When it comes to employment disputes involving individuals teams, the NFL traditionally stacks the deck in its favor, forcing disgruntled employees to agree to arbitration — with the Commissioner of the league presiding. Last week, the Missouri Supreme Court delivered what could become a fatal blow to the league’s obsession with allowing a non-lawyer to make legal decisions that could be influenced by business interests unrelated to what the law requires.
In a lawsuit filed more than four years ago by former Rams equipment manager Todd Hewitt, the Missouri Supreme Court invalidated the requirement of submitting all claims to arbitration resolved by the Commissioner. The Missouri Supreme Court based its conclusion in part on a fairly simply analysis of three provisions of the league’s Constitution and Bylaws.
First, the Court pointed out that Section 8.3 gives the Commissioner “full, complete, and final jurisdiction and authority to arbitrate . . . [a]ny dispute between any player, coach, and/or other employee of any member of the League and any member club or clubs.” Next, the Court pointed out that Section 8.1 requires the NFL to “select and employ a person of unquestioned integrity to serve as Commissioner of the League and shall determine the period and fix the compensation of his employment.” Then, the Court pointed out that Section 8.2 states that the “Commissioner shall have no financial interest, direct or indirect, in any professional sport.”

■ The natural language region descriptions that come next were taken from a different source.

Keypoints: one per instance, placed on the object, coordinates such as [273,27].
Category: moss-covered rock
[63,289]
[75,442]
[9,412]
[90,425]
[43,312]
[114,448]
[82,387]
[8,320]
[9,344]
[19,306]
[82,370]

The provisions are clearly inconsistent; it’s impossible for the Commissioner to have “no financial interest” in “any professional sport” when he is paid by the league — and when the bulk of his compensation often comes from bonuses tied to the financial success of the league. More importantly, the Missouri Supreme Court concluded that the conflicting provisions and obvious bias of the Commissioner when “required to arbitrate claims against his employers” makes the requirement that employees submit claims to arbitration resolved by the Commissioner unenforceable.
While narrow in application to the State of Missouri (which serves as the home of two NFL teams, the Rams and Chiefs), the ruling provides a blueprint for employees who hope to avoid Commissioner-resolved arbitration in the other 21 states in which the NFL does business. It also gives the NFL Players Association and the NFL Referees Association a potential hammer for challenging in court the ability of the Commissioner to continue to serve as the arbitrator over claims brought by players and game officials, respectively.

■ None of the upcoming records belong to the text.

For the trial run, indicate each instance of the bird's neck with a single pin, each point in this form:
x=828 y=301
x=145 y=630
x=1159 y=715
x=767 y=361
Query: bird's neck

While those provisions likely will have greater teeth because they appear in Collective Bargaining Agreements, the three provisions quoted by the Missouri Supreme Court from the NFL’s Constitution and Bylaws lay the foundation for a case-by-case attack on arbitration submitted to the Commissioner based on the inherent bias of the Commissioner.
It’s an obvious problem that has been hiding in plain sight for decades. At some point, the unions, the courts, and/or the NFL itself need to acknowledge that the Commissioner necessarily is incapable of being objective when resolving disputes involving the very teams that hire and pay him, and to come up with a more fair and unbiased procedure for resolving disputes.